SEA then launched proceedings on February 14, 2022, seeking court orders to compel the VWA to do three things: force the regulator to investigate the other 26 individuals and entities, give reasons why it wasn’t prosecuting them and to forward its evidence to the Director of Public Prosecutions (DPP).
However, SEA failed to apply for those orders within 60 days of the VWA’s letter as required by law. So it applied to the Supreme Court of Victoria for an extension of the 60-day period, citing “special circumstances”.
Justice Michael McDonald concluded the delay was the result of a “misconceived application” under the Administrative Law Act and because the SEA was busy raising funds to launch the action.
He rejected the extension, stating neither of those reasons constituted special circumstances.
The judge also said the SEA’s original application lacked merit (section 135). He individually addressed each of the group’s three requests.
Justice McDonald said the SEA’s case for the first order was weak as the evidence suggested that the VWA had already conducted a full investigation into the 26 individuals and entities.
In addition, the judge said the Coate Inquiry found no prima facie case against the 26 individuals and entities (section 120-122).
These details are not mentioned in the video’s caption or its contents.
The reference to “stress” is in section 109 and relates to the finality of litigation.
“If SEA is not granted an extension of time the individuals … will be freed from the not insignificant stress of potentially being subjected to prosecution for serious criminal offences which may carry lengthy terms of imprisonment,” the judgment states.
“Instead his full reasoning on this point is in paragraphs 106-110,” Prof Gaze said via email.
“The judge then refers to the fact they are 3rd parties to the case (ie not represented there), and would be prejudiced by the granting of an extension of time. Stress is only mentioned along the way and is not a primary reason – legal jeopardy would be a more accurate term.
“The judge finally turns to look at the merits of the claims that they should be prosecuted, which SEA alleged were supported by the Coate Inquiry, but concludes after reviewing parts of the Inquiry report that it provided no basis for any such assertion.
“As a result, the case for prosecution of them was weak, and this was one factor among the others that led to the conclusion that it was not appropriate to grant the extension of time.”
Professor Sean Cooney, also from Melbourne Law School, agreed, adding: “The potential prejudice to the individuals (including Andrews) was relevant insofar as the allegations involved very serious charges but without a strong case.”
The claim legal action against Daniel Andrews failed because the judge thought it might cause him stress is misleading.

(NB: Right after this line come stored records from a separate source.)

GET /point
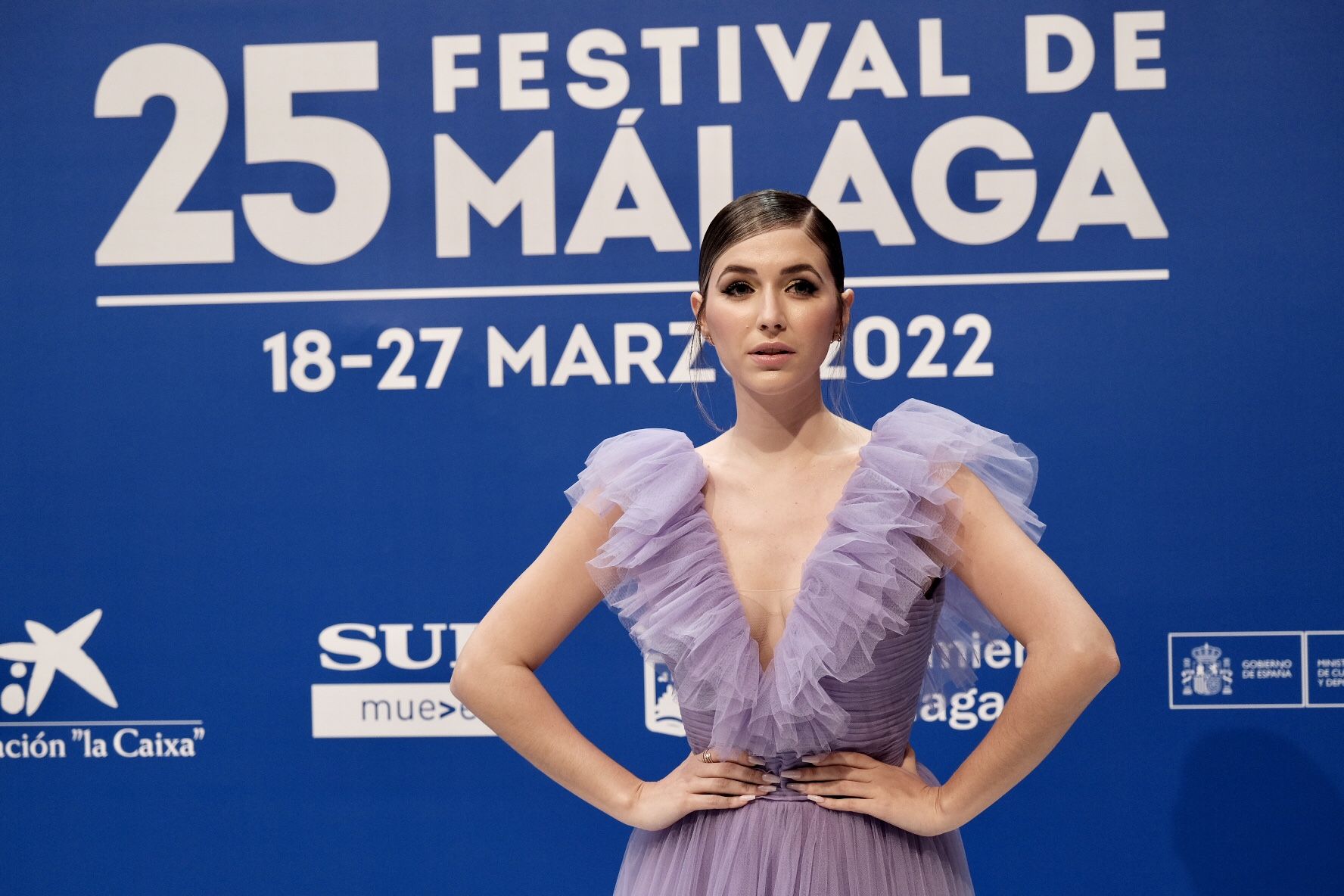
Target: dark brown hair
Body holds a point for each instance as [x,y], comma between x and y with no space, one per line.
[750,215]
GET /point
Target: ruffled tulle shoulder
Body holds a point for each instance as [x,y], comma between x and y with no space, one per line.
[947,441]
[647,485]
[640,471]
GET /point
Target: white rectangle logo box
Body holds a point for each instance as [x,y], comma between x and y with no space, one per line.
[401,710]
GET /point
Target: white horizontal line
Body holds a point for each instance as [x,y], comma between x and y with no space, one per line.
[132,722]
[606,289]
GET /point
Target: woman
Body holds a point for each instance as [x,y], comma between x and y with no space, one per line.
[796,574]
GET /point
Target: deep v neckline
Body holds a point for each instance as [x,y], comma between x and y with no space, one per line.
[720,558]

The judge rejected an application for an extension of time to a group attempting to force WorkSafe Victoria to investigate the premier and others as special circumstances had not been established.
He also said the group’s original application lacked merit and was therefore unlikely to amount to anything even if an extension of time was granted.
Preventing stress is mentioned – but this is not the reason the case failed.
Misleading – The claim is accurate in parts but information has also been presented incorrectly, out of context or omitted.